To appreciate results of this study several limitations should be mentioned. To date, most studies on 5-HT3 receptor composition and function have been performed in vitro or in rodents, which lack expression of the HTR3C, D, and E subunits [26]. It is not known yet how native receptors in humans are composed, including the 5-HT3 receptors on spinal inhibitory interneurons. Also the consequences of increased expression of 5-HT3A subunits for receptor composition and antinociceptive function have not been assessed in vivo. Secondly, there is a possibility that association between HTR3A c.-42T allele and severe dyspeptic symptoms is due to the effect of some other polymorphism, even in another gene, which is in linkage disequilibrium with HTR3A c.-42C > T. Indeed, the serotonin receptor subunit gene HTR3B maps in close proximity to HTR3A and the possibility has been raised that the HTR3A c.-42C > T polymorphism is not the susceptibility variant but a common variant in HTR3B, found to be associated with depression in Japanese [54]. Furthermore, we could not discriminate between patients with organic and functional dyspepsia. This could influence the results if the association would be specific only for one of them.

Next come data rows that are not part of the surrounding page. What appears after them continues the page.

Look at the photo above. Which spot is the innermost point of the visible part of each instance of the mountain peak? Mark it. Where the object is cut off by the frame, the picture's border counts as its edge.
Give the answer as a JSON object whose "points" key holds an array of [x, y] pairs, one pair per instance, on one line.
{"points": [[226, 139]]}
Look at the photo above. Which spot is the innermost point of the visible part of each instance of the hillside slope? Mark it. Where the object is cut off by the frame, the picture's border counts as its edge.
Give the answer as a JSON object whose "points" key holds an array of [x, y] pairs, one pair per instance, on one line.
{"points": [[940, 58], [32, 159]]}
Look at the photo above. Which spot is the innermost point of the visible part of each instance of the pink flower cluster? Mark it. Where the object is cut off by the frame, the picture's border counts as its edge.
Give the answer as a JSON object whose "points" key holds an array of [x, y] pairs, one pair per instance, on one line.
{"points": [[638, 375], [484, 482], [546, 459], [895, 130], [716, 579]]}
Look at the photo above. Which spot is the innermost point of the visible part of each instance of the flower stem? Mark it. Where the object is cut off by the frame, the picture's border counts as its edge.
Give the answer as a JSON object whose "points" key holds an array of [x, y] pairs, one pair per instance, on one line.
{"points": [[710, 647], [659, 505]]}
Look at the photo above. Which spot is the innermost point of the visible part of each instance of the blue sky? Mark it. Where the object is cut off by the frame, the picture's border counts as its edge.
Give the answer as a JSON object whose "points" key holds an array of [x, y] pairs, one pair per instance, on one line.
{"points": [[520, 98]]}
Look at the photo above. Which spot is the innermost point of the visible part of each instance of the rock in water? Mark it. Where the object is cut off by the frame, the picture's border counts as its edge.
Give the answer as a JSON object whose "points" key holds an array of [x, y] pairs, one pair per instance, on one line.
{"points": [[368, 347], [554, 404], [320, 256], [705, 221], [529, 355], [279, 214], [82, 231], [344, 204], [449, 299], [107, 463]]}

In this respect it has to be mentioned that previously no significant association of HTR3A c.-42C > T and 5-HTTLPR polymorphisms with dyspeptic symptoms was detected in tertiary referral patients [17]. In the latter study organic disease was excluded, but we believe that the discrepant results can be explained by taking into account not merely the presence but also the severity of dyspeptic symptoms in the current study.

Conclusions

The results of this study suggest that there is an association between HTR3A c.-42T allele and severe dyspeptic symptoms. Altered 5-HT3 receptor function alone or in combination with 5-HTTLPR genotype could explain symptom severity in a subgroup of patients. The associations may be explained by the increased susceptibility to visceral hypersensitivity of the gastrointestinal tract and/or increased risk of having psychiatric comorbidity. Further research will have to replicate this result and clarify the clinical consequences of it.